A few minutes later, as a newly engaged farmer’s wife-to-be, I pondered leadership once more.  This farmer with whom I was about to spend the rest of my life, needed some serious leadership.  For a start, he didn’t want to be led at all and most certainly not by me.  Well, ok, I can be patient.  After all, look at how he does what his mummy says, albeit now and then, but ‘now and then’ looked promising to an over-zealous young woman (child, really) with a fat sapphire on her forever finger and plans already laid out in the loft of her mind.  He argued with every plan I brought forward for discussion.  He made all the ‘big’ decisions with automonic confidence. He dropped his clothes on the floor, the ones he deemed ready for washing, which was usually two weeks later than my deeming.   He wore white crimpolene flares.  There was a lot of work to be done.

Leadership isn’t nagging.  Ok, ok, so what is leadership then and why can’t I lead him?

Answer……he doesn’t want it and, listen girlie, he is as determined as you on this matter.

Once this sank in, was resisted vehemently, caused endless rows and overly slammed doors, removal of priveleges and absolutely no cake for tea never mind the honey, I remember falling into a black depression.  My mother, who also tried to lead my dad, who also had no intention of being led, had the advantage.  Dad was away all week so that she could lead all five of us, the neighbours, the butcher, the baker and the candlestick-maker to her heart’s delight.  Then, when Dad came home at weekends, she could probably just about manage to shelve her leaderly urges for two days until she popped him once more on a plane to Dubai or Italy or Africa or wherever his veterinary consultant skills were currently in demand.  But my husband was always at home rejecting leadership, so I had to think sideways.

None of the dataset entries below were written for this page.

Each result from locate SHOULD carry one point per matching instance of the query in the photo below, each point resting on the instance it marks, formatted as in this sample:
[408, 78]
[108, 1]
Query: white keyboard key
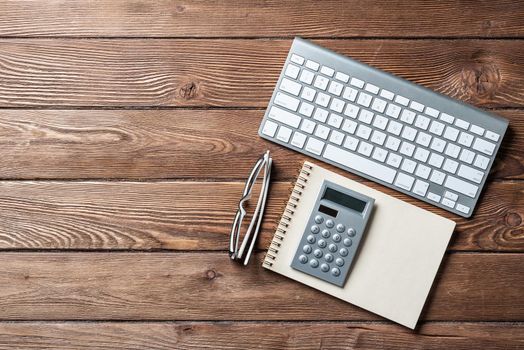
[308, 126]
[477, 130]
[434, 197]
[365, 148]
[407, 149]
[297, 59]
[306, 77]
[320, 115]
[447, 118]
[470, 173]
[460, 186]
[378, 137]
[308, 93]
[436, 128]
[350, 94]
[298, 139]
[484, 146]
[423, 171]
[284, 117]
[336, 137]
[335, 88]
[462, 123]
[269, 128]
[292, 71]
[314, 146]
[462, 208]
[401, 100]
[349, 126]
[361, 164]
[408, 165]
[357, 82]
[392, 143]
[451, 133]
[437, 177]
[393, 110]
[283, 134]
[322, 131]
[363, 131]
[452, 150]
[327, 71]
[312, 65]
[388, 95]
[380, 122]
[420, 188]
[404, 181]
[419, 107]
[423, 139]
[490, 135]
[306, 109]
[378, 105]
[364, 99]
[436, 160]
[365, 116]
[481, 162]
[467, 156]
[351, 143]
[394, 127]
[394, 160]
[450, 166]
[380, 154]
[465, 139]
[335, 120]
[342, 77]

43 years later I have a crick in my neck and still no husband running along behind.  I ask myself, is that what I want?  And the answer (quick learner, me) is absolutely not.  What I want is actually just to lead myself, not to lead, and not to be led, although that bit is very much according to my current mood swing.  There are times, many times, when I do want him to lead me, and love the feeling of safety and protection his leadership brings.  When it goes wrong are those times I feel controlled, which is, of course, the same for him.  My tutting over dropped clothes, or whatever, serves only to make him feel controlled, and therefore to resist.

Aha…….now we are getting somewhere!

So, if I can’t control him and don’t want him to control me, and he feels the same, why does this need to lead still raise it’s discordant cry?  Because dear sweet daft woman, it is yourself you need to lead.

Well how can I lead me?  I am me and me is me and that’s three of us already.

Yes, and you can lead all of them, all the mees, as much as you like, to your hearts desire, knock yourself out!

Thinking, reflecting on this bonkers truth, opens many doors to me, to all mees present.  If, in an argument, I only consider my own voice and the content of my retorts, my behaviour, I am in control.  I am leading. I don’t need to lead the other (the one who is so obviously wrong) in this situation.  I only have to lead myself.

Yes, but, will you listen to what he is saying!  It’s complete tripe and EVERYONE would ALWAYS agree that he NEVER gets it.

Hmmm……so many absolutes.  But life and love isn’t about who is wrong or right, always or never.  It isn’t about what happened in the past and the past is only a minute behind me.  It is about leadership of myself, and if I can get that right, after a few, or many clumsy crashings through the thorn and thicket of life, then I just may find, to my eye-wide surprise that someone is following on behind.